Questions on lecture 2

Feature extraction
1.    What are feature extraction, feature construction, and feature selection?

Feature extraction = feature construction + feature selection.
Feature construction means creating new features from the raw data (this includes normalizations, making products of features, using ad hoc algorithms like extracting edges in image processing). Feature selection means reducing the number of features by removing irrelevant or redundant features.
2.    What are the three “ingredients” of a feature selection method?
Defining a criterion of selection (for individual features or feature subsets).  The criterion may be a ranking coefficient that measures the degree of dependance of a feature with the target. It may be the performance of a learning machine.

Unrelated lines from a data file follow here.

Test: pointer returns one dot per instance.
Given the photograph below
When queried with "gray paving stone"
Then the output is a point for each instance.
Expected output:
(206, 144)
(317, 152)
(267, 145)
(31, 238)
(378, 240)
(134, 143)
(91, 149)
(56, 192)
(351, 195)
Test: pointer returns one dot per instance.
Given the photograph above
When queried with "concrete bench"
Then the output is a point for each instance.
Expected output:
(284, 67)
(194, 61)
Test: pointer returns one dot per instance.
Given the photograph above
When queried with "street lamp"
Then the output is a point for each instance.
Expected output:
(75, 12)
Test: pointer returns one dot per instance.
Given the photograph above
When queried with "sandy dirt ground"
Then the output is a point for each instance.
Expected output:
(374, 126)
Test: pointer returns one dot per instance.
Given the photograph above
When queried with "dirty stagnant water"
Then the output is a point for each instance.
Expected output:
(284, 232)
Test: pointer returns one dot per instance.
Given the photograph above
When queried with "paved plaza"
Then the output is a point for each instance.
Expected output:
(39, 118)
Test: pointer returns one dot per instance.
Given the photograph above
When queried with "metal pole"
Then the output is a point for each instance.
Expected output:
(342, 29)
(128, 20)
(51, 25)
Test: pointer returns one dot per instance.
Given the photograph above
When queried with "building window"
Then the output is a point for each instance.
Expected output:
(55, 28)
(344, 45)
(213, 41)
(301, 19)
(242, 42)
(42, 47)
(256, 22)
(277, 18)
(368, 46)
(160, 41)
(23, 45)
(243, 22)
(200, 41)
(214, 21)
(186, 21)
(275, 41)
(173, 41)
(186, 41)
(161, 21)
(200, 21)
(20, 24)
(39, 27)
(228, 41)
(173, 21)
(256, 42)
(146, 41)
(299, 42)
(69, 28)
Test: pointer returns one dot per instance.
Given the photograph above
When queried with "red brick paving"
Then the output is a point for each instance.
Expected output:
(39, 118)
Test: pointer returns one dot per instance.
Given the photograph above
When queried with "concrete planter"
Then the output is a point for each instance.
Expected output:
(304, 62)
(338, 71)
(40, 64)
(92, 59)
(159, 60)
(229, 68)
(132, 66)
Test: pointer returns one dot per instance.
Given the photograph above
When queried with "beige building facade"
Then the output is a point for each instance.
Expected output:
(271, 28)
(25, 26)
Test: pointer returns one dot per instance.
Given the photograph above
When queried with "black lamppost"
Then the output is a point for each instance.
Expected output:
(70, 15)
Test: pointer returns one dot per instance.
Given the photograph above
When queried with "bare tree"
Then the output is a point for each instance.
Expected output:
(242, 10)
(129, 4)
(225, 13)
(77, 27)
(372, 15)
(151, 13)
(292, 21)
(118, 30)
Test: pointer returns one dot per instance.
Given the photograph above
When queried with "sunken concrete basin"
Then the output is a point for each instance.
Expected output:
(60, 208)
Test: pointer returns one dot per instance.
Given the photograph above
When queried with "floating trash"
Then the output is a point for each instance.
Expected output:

- Choosing a method of estimation (for instance evaluating the criterion on training examples; in some cases cross-validation should be used).
- Choosing a search strategy. When the number of subsets of features to be assessed is too large to do an exhausive search, the space of feature subsets must be search in a more efficent way.
3.    What are filters/wrappers/embedded methods?
- Filters
use a criterion of selection that does not make use of the learning machine. An example of filter is the use of the Pearson correlation coefficient for feature ranking.
- Wrappers use the learning machine to evaluate the performance of alternative feature subsets. They use a search method to explore the space of possible subsets. The learning machine is considered as a "black box", i.e. no knowledge of the learning algorithm is necessary to apply the method.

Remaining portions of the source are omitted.